Sorun şu ki henüz geç kalmış olmadan yapılabilecek bir şeyler varken; yani Kazdağları ya da benzeri coğrafyalar sondajlanmaya başlanmış ama henüz katledilmemiş ve ortada belli bir kamuoyu varken ya da gündemdeki deyimle “en son nehir kurumadan, en son ağaç kesilmeden, en son balık tutulmadan”, son yıllarda verilen maden ruhsatlarının sayısı önceki bütün dönemlerin toplamının 30 katını bulmuşken, bu bağlamda anayasadan gelen dayanağımız ve çevreye olan hassasiyetimiz doğrultusunda bir demokratik tepki koymamız gerekirken, meseleye zaten kullanılan bir madde diye yaklaşmak gerçek bir yanılsamadır...
...bizler dert yanan unsuru yani çöken havuzları veya artıma sistemini eleştirmemiz gerekmez mi...
Sorun şu ki iş işten geçtikten sonra bunları eleştirmek boşadır.

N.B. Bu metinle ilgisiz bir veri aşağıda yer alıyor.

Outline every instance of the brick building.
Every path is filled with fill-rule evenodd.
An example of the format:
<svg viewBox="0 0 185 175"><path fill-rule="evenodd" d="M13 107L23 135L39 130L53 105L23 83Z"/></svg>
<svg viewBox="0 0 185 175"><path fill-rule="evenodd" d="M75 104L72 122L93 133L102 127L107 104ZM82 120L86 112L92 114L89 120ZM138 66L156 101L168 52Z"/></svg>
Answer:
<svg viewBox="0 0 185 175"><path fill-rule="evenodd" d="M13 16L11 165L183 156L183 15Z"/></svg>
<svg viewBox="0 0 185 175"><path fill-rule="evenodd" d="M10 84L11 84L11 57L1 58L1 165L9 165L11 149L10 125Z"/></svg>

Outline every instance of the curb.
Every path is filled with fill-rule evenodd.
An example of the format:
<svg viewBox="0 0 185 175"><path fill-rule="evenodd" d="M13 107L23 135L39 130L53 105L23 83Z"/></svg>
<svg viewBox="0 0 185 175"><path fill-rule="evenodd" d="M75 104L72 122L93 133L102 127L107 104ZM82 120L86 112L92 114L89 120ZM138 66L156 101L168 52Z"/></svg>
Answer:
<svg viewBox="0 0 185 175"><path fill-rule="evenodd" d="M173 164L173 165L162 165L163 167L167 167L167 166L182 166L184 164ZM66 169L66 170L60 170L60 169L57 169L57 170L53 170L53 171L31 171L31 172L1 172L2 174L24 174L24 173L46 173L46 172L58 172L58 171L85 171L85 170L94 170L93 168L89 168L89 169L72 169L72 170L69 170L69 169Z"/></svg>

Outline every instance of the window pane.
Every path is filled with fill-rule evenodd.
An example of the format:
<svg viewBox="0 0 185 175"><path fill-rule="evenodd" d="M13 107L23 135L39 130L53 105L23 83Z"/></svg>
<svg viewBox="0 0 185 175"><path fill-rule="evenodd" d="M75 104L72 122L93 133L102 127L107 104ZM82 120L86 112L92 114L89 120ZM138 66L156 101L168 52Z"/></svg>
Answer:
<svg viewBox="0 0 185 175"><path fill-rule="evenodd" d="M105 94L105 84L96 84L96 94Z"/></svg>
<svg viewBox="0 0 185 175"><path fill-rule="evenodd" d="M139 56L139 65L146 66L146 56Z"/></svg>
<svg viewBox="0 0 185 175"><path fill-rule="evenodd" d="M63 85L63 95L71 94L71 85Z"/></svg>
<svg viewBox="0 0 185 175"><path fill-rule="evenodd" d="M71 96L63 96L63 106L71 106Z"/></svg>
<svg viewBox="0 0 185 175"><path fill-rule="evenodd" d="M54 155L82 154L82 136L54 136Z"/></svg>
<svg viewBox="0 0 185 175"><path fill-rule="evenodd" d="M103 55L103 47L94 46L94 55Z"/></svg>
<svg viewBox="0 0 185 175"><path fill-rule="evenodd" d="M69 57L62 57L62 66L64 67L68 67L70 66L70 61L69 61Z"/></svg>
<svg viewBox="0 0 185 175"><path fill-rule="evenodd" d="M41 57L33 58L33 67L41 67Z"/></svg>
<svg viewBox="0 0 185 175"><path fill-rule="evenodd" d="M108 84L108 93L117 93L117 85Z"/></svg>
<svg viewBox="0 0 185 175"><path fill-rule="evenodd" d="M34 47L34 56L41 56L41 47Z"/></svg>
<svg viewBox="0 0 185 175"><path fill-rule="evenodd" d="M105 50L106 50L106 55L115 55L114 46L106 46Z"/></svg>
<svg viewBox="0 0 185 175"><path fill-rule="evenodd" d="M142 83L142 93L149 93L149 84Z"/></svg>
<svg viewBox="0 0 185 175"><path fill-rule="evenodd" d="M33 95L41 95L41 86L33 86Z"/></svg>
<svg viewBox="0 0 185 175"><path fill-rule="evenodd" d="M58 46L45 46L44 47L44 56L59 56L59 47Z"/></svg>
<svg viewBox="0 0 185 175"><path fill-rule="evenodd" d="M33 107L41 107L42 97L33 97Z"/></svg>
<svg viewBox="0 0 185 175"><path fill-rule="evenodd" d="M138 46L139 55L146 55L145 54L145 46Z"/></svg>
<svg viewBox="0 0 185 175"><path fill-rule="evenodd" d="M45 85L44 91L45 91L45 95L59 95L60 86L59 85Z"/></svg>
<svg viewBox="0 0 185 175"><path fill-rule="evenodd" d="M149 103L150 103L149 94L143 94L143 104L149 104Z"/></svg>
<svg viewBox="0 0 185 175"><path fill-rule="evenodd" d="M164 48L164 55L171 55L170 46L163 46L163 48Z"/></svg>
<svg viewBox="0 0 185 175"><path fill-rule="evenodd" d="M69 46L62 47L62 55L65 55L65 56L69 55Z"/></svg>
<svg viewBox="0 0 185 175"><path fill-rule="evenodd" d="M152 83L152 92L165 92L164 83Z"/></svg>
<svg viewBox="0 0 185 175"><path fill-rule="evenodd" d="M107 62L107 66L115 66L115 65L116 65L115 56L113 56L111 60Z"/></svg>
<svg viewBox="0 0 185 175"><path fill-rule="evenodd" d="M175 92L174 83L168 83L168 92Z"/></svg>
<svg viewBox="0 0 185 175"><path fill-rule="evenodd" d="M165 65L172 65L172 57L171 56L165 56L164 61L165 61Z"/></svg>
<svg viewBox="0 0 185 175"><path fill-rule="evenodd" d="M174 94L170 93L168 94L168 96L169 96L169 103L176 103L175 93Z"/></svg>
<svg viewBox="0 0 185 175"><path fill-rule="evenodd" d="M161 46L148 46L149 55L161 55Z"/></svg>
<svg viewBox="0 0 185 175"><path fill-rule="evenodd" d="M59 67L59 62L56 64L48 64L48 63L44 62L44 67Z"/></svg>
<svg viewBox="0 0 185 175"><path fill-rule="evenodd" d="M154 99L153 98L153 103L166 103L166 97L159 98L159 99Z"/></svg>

Bu unsurların kusursuz olmasını kim garanti edebilir. Bırakın doğal afetleri önümüzdeki günlerde yağacak mevsimsel yağışlar bile tehlike arz ediyor. Madencilikte siyanür kullanımı son derece ciddi çevre felaketlerine davetiye çıkartıyor. Yaşanan bu son örnekte bunu bize bir kez daha gösteriyor. Tehlike sadece siyanürde değil. Diğer bir tehlike ağır metaller. Uzmanlar tarafından bunların zaman içinde içme suyu için kullanılan barajlara, yeraltı ve yüzey sularına karışması riskinden bahsediliyor. Bu arada besin zinciri içine de girecektir. Tabii orada da kalmaz sanırım, Karadenize kadar yolu var. Gerçi Karadeniz alışık böyle durumlara... Atık çamurunu arıtmak diye bir şey söz konusu değil.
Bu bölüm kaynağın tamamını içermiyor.